Тем временем родители Бастера поднялись с земли, обнялись, поцеловались, потом пробились сквозь толпу, вырвавшись из-под контроля пожарных, и поспешили в лес, к своему минивэну. Тут Бастера с предельной ясностью вдруг осенило, что родители просто забудут его здесь, если он сам не подсуетится и не встретит их возле машины.
Словно напоминая собравшимся о том, ради чего они, собственно, здесь съехались, задняя часть дома провалилась внутрь, и Бастер, улучив момент, пока все отвлеклись, устремился вслед за родителями. В лесу он едва разбирал дорогу и все старался не повредить фотоаппарат, который был настолько дорогим, что Калеб даже заставил сына дать ему имя – Карл, – чтобы тот обращался с камерой бережнее. В какой-то момент Бастеру показалось, что он бежит совсем не в том направлении. Потом он решил, что это родители, одурев от дыма, побежали в неверную сторону. Ему был уже очень хорошо знаком этот промежуток времени – между «событием» и благополучным воссоединением семейства. Вот только на сей раз с ним не было Анни. Сегодня он остался в одиночестве. Родители по-прежнему были вместе, а он – один.

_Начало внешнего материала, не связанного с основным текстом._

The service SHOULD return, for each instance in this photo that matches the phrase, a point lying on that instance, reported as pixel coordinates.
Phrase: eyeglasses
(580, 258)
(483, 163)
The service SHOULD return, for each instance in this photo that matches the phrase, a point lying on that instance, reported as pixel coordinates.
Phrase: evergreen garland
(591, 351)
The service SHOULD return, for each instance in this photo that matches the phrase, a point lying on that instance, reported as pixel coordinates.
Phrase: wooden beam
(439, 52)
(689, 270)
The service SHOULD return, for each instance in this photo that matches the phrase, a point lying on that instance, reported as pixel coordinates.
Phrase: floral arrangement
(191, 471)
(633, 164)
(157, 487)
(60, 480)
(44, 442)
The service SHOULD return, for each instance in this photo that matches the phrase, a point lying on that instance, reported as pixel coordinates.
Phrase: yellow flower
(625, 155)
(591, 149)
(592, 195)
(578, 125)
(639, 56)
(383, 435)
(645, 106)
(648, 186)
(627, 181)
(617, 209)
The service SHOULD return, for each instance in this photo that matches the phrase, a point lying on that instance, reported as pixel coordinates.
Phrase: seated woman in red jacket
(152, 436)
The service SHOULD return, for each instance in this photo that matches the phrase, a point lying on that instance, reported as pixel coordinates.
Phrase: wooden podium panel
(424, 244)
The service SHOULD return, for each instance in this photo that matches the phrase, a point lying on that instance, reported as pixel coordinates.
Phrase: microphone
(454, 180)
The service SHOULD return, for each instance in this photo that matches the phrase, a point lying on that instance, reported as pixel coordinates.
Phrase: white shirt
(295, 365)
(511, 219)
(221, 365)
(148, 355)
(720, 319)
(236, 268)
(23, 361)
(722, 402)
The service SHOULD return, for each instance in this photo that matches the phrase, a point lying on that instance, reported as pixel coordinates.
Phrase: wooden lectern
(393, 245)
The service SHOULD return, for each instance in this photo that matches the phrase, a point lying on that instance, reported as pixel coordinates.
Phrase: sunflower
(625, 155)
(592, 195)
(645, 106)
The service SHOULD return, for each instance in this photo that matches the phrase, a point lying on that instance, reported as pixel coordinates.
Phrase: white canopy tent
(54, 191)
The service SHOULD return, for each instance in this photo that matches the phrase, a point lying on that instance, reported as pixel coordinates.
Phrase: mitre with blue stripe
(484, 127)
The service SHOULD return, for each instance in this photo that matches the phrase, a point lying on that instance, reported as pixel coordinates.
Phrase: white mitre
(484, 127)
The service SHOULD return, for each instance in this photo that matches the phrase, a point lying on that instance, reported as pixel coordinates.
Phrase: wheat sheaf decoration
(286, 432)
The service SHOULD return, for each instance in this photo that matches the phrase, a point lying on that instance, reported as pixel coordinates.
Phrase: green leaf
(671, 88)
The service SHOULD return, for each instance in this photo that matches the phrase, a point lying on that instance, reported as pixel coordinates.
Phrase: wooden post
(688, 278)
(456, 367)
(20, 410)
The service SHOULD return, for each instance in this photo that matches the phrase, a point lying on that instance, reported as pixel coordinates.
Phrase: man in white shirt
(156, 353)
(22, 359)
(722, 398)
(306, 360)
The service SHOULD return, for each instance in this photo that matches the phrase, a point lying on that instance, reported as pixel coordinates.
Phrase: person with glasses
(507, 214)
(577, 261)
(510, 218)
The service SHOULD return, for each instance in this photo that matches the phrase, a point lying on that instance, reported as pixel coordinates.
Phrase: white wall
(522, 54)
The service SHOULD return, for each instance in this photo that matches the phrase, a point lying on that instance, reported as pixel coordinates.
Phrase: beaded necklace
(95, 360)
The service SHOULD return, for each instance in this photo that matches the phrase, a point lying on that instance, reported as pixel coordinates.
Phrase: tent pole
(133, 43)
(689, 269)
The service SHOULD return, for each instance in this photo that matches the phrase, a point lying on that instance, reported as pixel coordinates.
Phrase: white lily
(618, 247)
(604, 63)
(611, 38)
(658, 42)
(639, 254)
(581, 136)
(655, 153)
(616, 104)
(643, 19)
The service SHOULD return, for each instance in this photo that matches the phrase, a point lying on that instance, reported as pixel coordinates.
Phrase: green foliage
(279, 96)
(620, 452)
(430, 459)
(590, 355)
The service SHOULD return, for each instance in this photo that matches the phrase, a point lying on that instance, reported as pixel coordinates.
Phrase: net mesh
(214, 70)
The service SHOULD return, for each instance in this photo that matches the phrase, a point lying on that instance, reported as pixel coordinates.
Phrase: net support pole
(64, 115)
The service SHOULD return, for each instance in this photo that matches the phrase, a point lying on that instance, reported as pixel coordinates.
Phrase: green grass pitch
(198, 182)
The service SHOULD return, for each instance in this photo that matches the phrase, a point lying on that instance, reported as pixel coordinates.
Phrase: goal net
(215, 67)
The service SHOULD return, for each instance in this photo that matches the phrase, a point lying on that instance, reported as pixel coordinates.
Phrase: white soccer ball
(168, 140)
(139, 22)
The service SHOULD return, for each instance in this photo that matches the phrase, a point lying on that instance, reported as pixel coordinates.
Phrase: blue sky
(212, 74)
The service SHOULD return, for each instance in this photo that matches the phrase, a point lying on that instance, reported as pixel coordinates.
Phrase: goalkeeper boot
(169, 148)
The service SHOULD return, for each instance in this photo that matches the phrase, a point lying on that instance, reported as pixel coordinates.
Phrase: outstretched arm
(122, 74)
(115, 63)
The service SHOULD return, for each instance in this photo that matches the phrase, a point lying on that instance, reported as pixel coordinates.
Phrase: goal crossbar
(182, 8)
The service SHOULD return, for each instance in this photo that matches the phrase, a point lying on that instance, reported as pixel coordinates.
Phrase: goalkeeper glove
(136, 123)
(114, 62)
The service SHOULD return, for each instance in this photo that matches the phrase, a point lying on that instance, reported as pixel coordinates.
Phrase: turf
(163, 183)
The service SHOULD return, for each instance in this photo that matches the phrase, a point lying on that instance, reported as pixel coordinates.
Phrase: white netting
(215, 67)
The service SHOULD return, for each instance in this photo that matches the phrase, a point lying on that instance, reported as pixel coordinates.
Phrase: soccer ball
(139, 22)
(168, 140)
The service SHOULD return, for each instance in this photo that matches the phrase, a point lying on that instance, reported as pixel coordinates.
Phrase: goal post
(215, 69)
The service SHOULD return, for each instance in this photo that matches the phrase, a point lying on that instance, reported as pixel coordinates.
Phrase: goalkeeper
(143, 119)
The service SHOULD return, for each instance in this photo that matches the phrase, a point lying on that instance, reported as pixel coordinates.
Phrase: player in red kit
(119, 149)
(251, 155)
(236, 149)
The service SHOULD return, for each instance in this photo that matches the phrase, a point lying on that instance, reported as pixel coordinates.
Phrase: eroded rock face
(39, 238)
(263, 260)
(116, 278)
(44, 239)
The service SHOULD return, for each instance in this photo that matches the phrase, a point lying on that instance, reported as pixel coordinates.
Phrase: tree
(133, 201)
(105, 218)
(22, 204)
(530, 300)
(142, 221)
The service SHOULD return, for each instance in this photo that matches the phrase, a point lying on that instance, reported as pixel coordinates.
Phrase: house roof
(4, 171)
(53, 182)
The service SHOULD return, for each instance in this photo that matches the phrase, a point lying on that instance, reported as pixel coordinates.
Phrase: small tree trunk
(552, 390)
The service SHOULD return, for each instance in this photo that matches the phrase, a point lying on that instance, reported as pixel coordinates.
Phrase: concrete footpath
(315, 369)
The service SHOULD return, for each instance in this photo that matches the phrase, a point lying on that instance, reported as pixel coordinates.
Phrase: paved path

Бастер остановился, сфотографировал кромешный мрак и, доверившись интуиции, заторопился к минивэну.
Когда он наконец добрался до машины, родители его уже ждали. Они сидели на заднем сиденье с открытой дверцей, осматривая друг у друга на теле быстро набухающие, зловеще пунцовые отметины. Родители помахали Бастеру, и он тут же их сфотографировал.
– Понимаешь, Бастер, – заговорил отец, – если кто-то когда-то тебе скажет, что нечто сделано из огнестойкого материала – то на самом деле разумеется лишь, что огня просто будет меньше. Но все равно оно горит как сучий сын.
– Смотрелось вообще потрясающе! – уверил родителей Бастер.
Отец в ответ кивнул, а мама лишь выдавила слабую улыбку.
– Знаешь, когда ты потом выскочил из леса, – сказала она, – я даже решила, что за тобой сейчас выбежит Анни.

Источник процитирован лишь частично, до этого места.